[Tutor] Re: manipulating a file

Reed L. O'Brien reed at intersiege.com
Wed Feb 9 06:13:37 CET 2005


Shitiz Bansal wrote:
> Hi,
> I do see a problem.
> The script is fine, the problem lies else where.
> 
> Your script is trying to write log.bak to log, it
> should b other way round.
> 
> i.e....
> srcfile = open('/var/log/httpd-access.log', 'r')
> dstfile = open('/var/log/httpd-access.log.bak', 'w')
> 
> hope that fixes it.
> 
> About the efficiency, why do u need python at all...
> How abt a simple shell command....
>        cat httpd-access.log>>log.bak
> 
> Shitiz
> 
> --- Danny Yoo <dyoo at hkn.eecs.berkeley.edu> wrote:
> 
> 
>>
>>On Mon, 7 Feb 2005, Reed L. O'Brien wrote:
>>
>>
>>>I want to read the httpd-access.log and remove any
>>
>>oversized log records
>>
>>>I quickly tossed this script together.  I manually
>>
>>mv-ed log to log.bak
>>
>>>and touched a new logfile.
>>>
>>>running the following with print i uncommented
>>
>>does print each line to
>>
>>>stdout.  but it doesn't write to the appropriate
>>
>>file...
>>
>>
>>Hello!
>>
>>Let's take a look at the program again:
>>
>>###
>>import os
>>srcfile = open('/var/log/httpd-access.log.bak', 'r')

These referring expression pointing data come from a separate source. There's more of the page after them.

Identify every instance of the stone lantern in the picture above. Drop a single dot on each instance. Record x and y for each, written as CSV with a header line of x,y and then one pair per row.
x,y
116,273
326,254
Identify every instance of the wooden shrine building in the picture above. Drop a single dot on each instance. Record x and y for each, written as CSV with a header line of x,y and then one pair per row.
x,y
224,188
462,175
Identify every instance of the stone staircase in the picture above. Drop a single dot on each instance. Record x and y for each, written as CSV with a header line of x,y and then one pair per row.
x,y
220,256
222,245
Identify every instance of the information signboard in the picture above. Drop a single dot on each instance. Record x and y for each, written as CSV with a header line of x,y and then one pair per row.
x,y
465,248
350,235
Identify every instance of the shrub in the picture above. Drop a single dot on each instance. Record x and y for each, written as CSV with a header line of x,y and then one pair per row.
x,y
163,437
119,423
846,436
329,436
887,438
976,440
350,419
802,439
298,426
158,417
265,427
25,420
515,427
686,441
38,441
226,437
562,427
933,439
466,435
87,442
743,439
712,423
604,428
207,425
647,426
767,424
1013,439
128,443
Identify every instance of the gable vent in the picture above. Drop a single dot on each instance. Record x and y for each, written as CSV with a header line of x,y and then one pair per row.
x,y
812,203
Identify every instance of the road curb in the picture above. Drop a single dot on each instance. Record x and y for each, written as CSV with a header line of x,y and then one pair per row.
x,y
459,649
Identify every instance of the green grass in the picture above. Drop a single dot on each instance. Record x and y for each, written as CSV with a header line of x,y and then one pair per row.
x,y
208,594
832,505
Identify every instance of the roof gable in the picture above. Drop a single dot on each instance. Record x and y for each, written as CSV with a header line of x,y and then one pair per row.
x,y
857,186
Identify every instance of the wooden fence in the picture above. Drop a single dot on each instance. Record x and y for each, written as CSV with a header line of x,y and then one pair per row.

>>dstfile = open('/var/log/httpd-access.log', 'w')
>>while 1:
>>     lines = srcfile.readlines()
>>     if not lines: break
>>     for i in lines:
>>         if len(i) < 2086:
>>             dstfile.write(i)
>>srcfile.close()
>>dstfile.close()
>>###
>>
>>
>>>a) what am I missing?
>>>b) is there a less expensive way to do it?
>>
>>Hmmm... I don't see anything offhand that prevents
>>httpd-access.log from
>>containing the lines you expect.  Do you get any
>>error messages, like
>>permission problems, when you run the program?
>>
>>Can you show us how you are running the program, and
>>how you are checking
>>that the resulting file is empty?
>>
>>
>>Addressing the question on efficiency and expense:
>>yes.  The program at
>>the moment tries to read all lines into memory at
>>once, and this is
>>expensive if the file is large.  Let's fix this.
>>
>>
>>In recent versions of Python, we can modify
>>file-handling code from:
>>
>>###
>>lines = somefile.readlines()
>>for line in lines:
>>    ...
>>###
>>
>>to this:
>>
>>###
>>for line in somefile:
>>    ...
>>###
>>
>>That is, we don't need to extract a list of 'lines'
>>out of a file.
>>Python allows us to loop directly across a file
>>object.  We can find more
>>details about this in the documentation on
>>"Iterators" (PEP 234):
>>
>>    http://www.python.org/peps/pep-0234.html
>>
>>Iterators are a good thing to know, since Python's
>>iterators are deeply
>>rooted in the language design.  (Even if it they
>>were retroactively
>>embedded.  *grin*)
>>
>>
>>A few more comments: the while loop appears
>>unnecessary, since on the
>>second run-through the loop, we'll have already read
>>all the lines out of
>>the file.  (I am assuming that nothing is writing to
>>the backup file at
>>the time.)  If the body of a while loop just runs
>>once, we don't need a
>>loop.
>>
>>This simplifies the code down to:
>>
>>###
>>srcfile = open('/var/log/httpd-access.log.bak', 'r')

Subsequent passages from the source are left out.